Some are so terrified of travelling that they are confined to their home, according to Alice Maynard, chairman of the leading disability charity Scope.
Ms Maynard, a wheelchair user with a neuromuscular impairment, said she regularly comes under attack when using trains.
Commuters shout and swear at her and a personal assistant once or twice a week because they have to give up their seats.
She said: ‘I think it is increasing because of the pressures on people, the overcrowding on trains and the general economic climate. If I reminded myself about everything that has been said, I would shut myself inside.’
New data from Scope reveals that almost 50 per cent of those with disabilities face discrimination on their way to and from work.
Thirty-one per cent of respondents claimed there was discrimination by bus drivers and one in four said the same about train staff.

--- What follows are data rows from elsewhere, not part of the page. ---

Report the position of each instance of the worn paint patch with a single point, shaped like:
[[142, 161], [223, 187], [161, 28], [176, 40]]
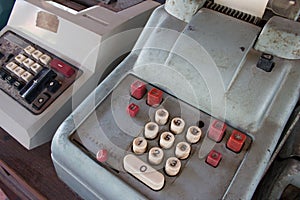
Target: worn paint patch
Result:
[[47, 21]]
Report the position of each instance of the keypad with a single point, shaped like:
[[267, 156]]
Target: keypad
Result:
[[28, 77], [168, 140], [159, 140]]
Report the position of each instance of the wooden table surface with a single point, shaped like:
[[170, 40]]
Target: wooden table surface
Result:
[[30, 174]]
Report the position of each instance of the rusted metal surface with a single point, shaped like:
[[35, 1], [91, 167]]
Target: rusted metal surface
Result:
[[183, 9], [280, 37]]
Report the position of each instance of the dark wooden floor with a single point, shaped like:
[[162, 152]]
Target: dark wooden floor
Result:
[[29, 174]]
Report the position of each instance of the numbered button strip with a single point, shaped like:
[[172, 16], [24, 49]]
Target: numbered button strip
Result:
[[31, 75]]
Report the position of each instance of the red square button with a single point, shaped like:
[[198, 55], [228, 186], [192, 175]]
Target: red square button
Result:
[[154, 97], [138, 89], [214, 158], [236, 141], [133, 109], [217, 130]]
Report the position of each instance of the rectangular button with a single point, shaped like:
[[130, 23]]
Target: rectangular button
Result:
[[28, 62], [26, 76], [45, 59], [144, 172], [36, 68], [11, 66], [62, 67], [18, 71], [29, 49], [20, 58], [37, 54], [40, 101]]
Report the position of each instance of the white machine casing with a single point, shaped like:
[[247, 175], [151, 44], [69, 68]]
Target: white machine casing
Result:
[[211, 63]]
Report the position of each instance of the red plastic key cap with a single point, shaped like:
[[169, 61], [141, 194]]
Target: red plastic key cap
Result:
[[133, 109], [154, 97], [102, 155], [62, 67], [214, 158], [236, 141], [217, 130], [138, 89]]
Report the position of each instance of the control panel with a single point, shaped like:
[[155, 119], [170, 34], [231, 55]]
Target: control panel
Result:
[[31, 75], [157, 139], [55, 55], [195, 111]]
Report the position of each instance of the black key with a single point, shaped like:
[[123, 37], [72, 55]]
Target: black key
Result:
[[53, 86], [10, 80], [37, 85], [40, 101], [19, 85]]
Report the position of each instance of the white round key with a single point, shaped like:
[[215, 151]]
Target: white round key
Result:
[[151, 130], [161, 116], [177, 125], [139, 145], [182, 150], [156, 155], [166, 140], [193, 134], [172, 166]]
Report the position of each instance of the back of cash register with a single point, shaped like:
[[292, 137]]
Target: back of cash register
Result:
[[198, 110]]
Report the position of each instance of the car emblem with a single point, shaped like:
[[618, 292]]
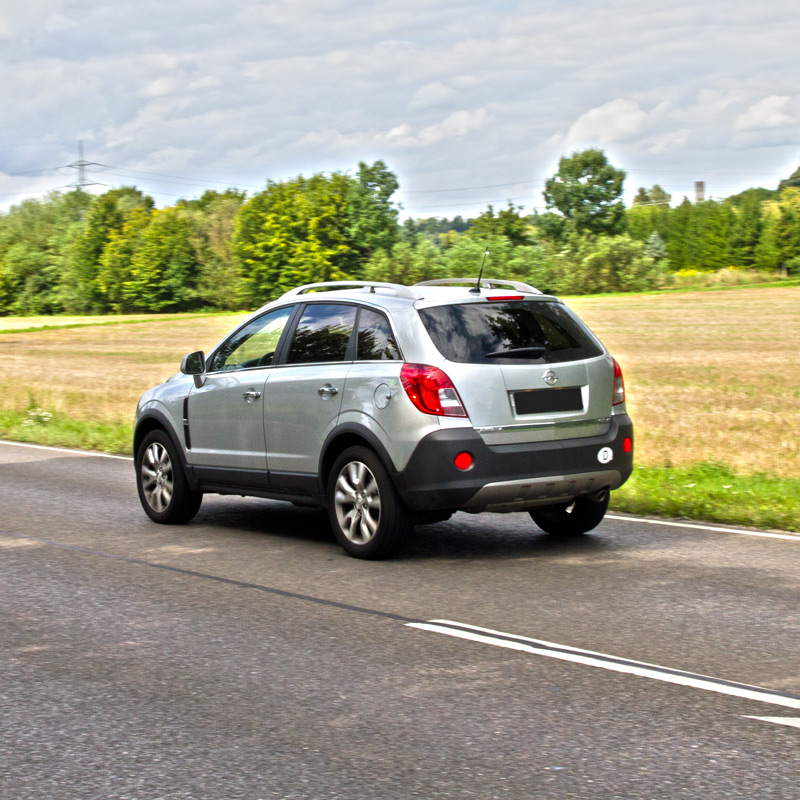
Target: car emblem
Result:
[[550, 378]]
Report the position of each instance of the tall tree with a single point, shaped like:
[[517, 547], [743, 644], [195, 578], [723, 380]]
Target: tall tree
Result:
[[586, 190], [507, 222]]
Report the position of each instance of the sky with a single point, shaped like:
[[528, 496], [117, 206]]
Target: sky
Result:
[[468, 103]]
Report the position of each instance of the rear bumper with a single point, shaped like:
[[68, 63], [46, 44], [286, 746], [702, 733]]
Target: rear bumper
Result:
[[512, 477]]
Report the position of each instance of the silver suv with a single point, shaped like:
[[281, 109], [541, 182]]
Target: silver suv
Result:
[[391, 406]]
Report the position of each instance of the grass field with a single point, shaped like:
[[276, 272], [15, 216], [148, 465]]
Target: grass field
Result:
[[713, 378]]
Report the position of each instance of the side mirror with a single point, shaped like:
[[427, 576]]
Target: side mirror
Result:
[[194, 364]]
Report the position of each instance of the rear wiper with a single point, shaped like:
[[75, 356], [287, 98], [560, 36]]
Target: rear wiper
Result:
[[518, 352]]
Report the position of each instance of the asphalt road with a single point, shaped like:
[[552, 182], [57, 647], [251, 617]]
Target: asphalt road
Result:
[[246, 656]]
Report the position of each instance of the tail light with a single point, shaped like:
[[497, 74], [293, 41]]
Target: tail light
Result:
[[619, 386], [431, 391]]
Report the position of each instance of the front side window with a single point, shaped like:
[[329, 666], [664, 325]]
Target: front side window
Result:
[[323, 334], [254, 345], [533, 332], [375, 339]]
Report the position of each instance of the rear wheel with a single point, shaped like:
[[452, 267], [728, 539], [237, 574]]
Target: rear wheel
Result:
[[368, 518], [571, 519], [163, 489]]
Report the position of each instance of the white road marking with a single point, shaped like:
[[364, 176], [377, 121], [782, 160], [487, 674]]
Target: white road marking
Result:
[[613, 663], [65, 450], [792, 722], [715, 529]]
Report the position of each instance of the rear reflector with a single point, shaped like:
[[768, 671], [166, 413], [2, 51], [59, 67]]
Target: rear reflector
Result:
[[463, 460]]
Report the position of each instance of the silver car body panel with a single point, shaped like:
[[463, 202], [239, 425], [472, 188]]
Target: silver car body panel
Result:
[[227, 420], [301, 406]]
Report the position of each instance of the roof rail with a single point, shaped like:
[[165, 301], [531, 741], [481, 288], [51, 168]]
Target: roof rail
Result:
[[486, 283], [398, 289]]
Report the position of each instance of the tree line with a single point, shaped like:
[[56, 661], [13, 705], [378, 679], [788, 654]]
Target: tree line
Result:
[[116, 252]]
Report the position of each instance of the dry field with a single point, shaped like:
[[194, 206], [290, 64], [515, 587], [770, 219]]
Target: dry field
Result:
[[711, 376]]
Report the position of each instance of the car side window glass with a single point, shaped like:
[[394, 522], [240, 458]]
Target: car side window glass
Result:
[[375, 339], [322, 334], [254, 345]]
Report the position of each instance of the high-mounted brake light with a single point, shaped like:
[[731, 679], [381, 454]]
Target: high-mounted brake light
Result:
[[431, 391], [619, 386]]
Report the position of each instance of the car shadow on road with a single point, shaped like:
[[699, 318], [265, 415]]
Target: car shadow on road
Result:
[[495, 538], [463, 537]]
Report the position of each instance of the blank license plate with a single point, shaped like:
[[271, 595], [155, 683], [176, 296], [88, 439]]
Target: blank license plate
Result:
[[542, 401]]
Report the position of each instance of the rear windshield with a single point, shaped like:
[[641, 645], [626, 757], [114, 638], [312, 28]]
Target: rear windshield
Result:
[[519, 332]]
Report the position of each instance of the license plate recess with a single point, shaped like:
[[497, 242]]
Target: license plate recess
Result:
[[544, 401]]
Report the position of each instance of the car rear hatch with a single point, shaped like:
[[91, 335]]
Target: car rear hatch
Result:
[[527, 369]]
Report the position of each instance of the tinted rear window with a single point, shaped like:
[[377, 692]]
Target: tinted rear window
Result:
[[538, 332]]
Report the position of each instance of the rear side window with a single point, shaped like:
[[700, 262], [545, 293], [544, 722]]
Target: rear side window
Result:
[[539, 332], [322, 334], [375, 339]]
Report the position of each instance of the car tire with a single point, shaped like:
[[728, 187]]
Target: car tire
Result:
[[164, 492], [571, 519], [368, 518]]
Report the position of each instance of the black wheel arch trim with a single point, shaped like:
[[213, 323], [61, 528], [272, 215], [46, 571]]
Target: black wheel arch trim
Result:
[[163, 423], [361, 431]]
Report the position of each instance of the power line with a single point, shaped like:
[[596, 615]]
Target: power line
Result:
[[81, 165]]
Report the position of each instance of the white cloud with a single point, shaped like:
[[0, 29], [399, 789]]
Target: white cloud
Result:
[[616, 121], [432, 95], [771, 112], [451, 94]]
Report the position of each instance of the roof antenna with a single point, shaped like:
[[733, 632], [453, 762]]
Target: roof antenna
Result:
[[477, 289]]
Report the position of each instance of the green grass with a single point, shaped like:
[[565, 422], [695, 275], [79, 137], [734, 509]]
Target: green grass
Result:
[[38, 426], [68, 322], [711, 492]]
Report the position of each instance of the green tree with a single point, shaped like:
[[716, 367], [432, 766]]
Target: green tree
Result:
[[164, 268], [320, 228], [586, 191], [792, 181], [372, 215], [408, 262], [115, 272], [34, 242], [506, 222], [655, 196], [746, 229], [105, 216], [213, 220]]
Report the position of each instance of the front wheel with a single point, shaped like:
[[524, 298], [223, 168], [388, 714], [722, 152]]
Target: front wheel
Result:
[[368, 518], [571, 519], [163, 489]]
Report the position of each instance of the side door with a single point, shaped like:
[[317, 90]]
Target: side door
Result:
[[303, 395], [226, 414]]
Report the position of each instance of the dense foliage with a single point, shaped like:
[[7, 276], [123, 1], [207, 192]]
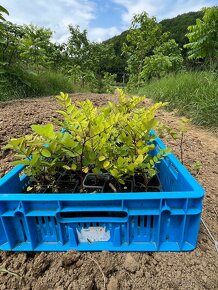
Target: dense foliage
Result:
[[203, 37], [114, 139], [177, 26], [151, 53]]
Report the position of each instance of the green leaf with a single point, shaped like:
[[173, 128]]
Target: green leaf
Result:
[[21, 162], [85, 169], [2, 9], [46, 153], [46, 131], [101, 158], [66, 167], [106, 164], [73, 167], [139, 159]]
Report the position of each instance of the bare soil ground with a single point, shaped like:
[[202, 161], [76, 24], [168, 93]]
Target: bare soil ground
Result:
[[65, 271]]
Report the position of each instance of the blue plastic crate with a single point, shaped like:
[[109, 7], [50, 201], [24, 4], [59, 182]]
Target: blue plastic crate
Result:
[[148, 221]]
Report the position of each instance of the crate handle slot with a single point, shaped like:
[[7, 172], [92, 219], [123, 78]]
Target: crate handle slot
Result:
[[92, 216]]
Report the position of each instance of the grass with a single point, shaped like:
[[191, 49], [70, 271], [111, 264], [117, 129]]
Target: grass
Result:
[[27, 84], [194, 94]]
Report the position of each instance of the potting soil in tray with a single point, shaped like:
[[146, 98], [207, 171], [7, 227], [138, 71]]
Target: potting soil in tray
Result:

Ms Maynard told the Times she believes the harassment is getting worse with some people ‘just hostile and prejudiced.’
She revealed that in one case, a commuting father with his daughter who appeared to be five years old, screamed at her: ‘Get the f*** out of here.’
Ms Maynard, who once worked in the travel industry, has a condition that makes her very weak and unable to perform simple chores like cutting vegetables.
She warned that the disabled have to build a ‘shell’ around themselves to handle the abuse or there would be a danger of ‘self-imposed isolation’ because they would be less and less willing to use public transport.
Liberal Democrat Transport Minister Norman Baker described the Scope data as ‘disappointing.’
A report by the Equality and Human Rights Commission to be published in the autumn will detail the scale of abuse on trains and buses throughout the country.
It believes public transport is one of the ‘hotspots’ for ‘violence and harassment’ of disabled people.